3. Everyone loves an F1 fight, the chance of a bit of driver fisticuffs. We almost got it one year at Spa when Michael collided with David Coulthard and turned his Ferrari into a three-wheeler and came striding down the pitlane intent on having it out with the dallying Scot. Drivers in F1 are so immensely professional that road rage is rare and limited to a few sweary moments on the radio. Indeed F1 has yet to introduce a ‘bleeping’ machine on radio transmissions, so one way to make sure that your message doesn’t get broadcast to the world is to say: “My rear tyres are ****ed, I’m ****ing coming in next lap.”
Rob Smedley made a serious mistake in the controversial 2010 German Grand Prix. He should have said: “Fernando is ****ing faster than you. Do you ****ing understand? Good lad.”
This year the closest we got to a fight was a bit of manhandling between Felipe Massa and Lewis Hamilton after the Singapore Grand Prix – where Massa grabbed hold of Lewis and said “Good job, bro!” and Lewis replied “Don’t touch me, man!”
If only they could have been given handbags. The guy who hands out the water, watches and Pirelli caps to the podium guys after races is surely under-employed. They should get him down at the interview area to hand Luis Vuitton-sponsored handbags to any driver who’s had a bit of a contretemps and let them sort it out.

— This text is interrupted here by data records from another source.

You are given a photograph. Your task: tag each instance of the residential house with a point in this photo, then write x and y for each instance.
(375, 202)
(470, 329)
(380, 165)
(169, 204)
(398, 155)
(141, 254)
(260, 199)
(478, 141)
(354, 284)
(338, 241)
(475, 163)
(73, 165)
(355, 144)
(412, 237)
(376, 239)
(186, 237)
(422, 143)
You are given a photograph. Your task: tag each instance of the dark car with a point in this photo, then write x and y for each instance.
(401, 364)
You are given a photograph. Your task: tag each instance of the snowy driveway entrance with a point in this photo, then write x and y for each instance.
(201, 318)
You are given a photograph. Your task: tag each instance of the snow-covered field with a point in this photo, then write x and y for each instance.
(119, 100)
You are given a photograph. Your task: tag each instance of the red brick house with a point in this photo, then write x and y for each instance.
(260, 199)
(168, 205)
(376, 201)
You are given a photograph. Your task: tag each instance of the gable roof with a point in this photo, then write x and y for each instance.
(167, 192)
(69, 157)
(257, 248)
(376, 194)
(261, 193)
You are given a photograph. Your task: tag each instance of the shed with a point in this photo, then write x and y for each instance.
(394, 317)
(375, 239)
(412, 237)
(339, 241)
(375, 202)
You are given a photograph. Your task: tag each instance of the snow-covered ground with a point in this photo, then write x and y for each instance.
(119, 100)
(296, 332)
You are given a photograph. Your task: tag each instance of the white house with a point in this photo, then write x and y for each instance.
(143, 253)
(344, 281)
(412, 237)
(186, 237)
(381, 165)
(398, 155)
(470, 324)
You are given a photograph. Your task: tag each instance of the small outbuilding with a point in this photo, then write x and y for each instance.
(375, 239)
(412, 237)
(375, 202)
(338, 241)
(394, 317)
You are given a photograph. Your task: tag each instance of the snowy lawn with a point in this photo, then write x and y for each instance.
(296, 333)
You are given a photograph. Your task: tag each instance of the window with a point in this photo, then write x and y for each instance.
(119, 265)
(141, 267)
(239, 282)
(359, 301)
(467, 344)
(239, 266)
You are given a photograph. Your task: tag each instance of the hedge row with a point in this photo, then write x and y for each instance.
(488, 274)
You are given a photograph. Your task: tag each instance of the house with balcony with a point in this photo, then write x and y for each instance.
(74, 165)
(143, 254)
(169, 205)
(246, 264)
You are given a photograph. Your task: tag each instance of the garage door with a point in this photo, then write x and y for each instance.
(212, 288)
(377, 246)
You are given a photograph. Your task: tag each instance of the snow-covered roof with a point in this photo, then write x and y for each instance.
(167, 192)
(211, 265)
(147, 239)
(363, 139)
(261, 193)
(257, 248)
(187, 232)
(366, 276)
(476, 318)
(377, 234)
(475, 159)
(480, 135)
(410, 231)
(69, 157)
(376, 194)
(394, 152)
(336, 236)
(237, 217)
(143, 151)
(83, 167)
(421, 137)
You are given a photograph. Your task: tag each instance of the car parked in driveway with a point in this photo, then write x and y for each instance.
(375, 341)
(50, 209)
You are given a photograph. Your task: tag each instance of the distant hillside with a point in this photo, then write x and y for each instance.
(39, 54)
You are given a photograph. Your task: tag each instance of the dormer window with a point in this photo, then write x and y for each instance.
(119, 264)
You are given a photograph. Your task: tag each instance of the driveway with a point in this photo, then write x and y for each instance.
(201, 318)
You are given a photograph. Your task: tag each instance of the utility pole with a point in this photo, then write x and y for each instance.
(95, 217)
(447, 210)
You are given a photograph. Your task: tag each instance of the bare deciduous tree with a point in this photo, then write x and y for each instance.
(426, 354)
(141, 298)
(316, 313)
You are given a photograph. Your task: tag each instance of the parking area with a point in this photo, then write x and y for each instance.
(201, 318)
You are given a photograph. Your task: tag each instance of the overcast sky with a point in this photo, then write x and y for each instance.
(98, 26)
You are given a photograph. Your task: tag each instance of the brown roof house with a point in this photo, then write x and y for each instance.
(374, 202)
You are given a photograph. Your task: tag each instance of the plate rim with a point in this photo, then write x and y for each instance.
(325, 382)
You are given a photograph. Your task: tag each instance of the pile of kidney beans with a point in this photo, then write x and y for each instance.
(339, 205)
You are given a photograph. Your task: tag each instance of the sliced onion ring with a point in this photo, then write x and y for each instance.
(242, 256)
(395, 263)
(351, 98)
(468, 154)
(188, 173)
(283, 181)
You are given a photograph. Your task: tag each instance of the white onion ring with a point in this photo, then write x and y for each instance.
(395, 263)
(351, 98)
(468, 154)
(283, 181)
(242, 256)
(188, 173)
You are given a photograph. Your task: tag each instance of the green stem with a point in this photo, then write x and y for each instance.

2. Norbert Vettel doesn’t strike you as a wild man, the kind to go crazy at parties, but after his son won the Monaco Grand Prix he helped create a dunking frenzy around the pool at the Red Bull hospitality unit. With the immersible Norbert around, no-one was safe, and once he was soaked in water it was just like feeding a Mogwai after midnight. Knowing what can happen around a swimming pool after a motor race Eddie Jordan must have applied an industrial strength level of adhesive to his hairpiece as a precautionary measure. Sure enough EJ was hurled in the pool and an admiring David Coulthard commented drily: “It’s holding in place amazingly well” and then all you could hear was the sound of Jake Humphrey choking back the laughter. Funnier still, EJ went to clamber out of the pool and had just reached safety when the effervescent Norbert grabbed him and hurled them both back in again. Thus confirming that Norb and Ed are ‘Barry and Paul’ the Chuckle Brothers of F1.

1. No question about this being No.1. Jenson Button and Sebastian Vettel arrived in the Shanghai pitlane line astern, when to the amazement of the Red Bull mechanics, the McLaren driver decided he liked the look of their pitbox better than his own and made for the Red Bull guys. We’ve seen it happen in the past with Giancarlo Fisichella going back to the team he drove for in the previous season, but that happened in practice at the first race of the season. This was a real live race. Thankfully the Red Bull guys were able to wave him through and no harm was done. In fact Vettel gained a place as a result, so Jenson didn’t need to see the stewards about unusual tactics. It wasn’t as laugh-out-loud funny as two men in their 60s hurling each other into a swimming pool, but in terms of racing embarrassments it was way up there with the sainted Andrea de Cesaris.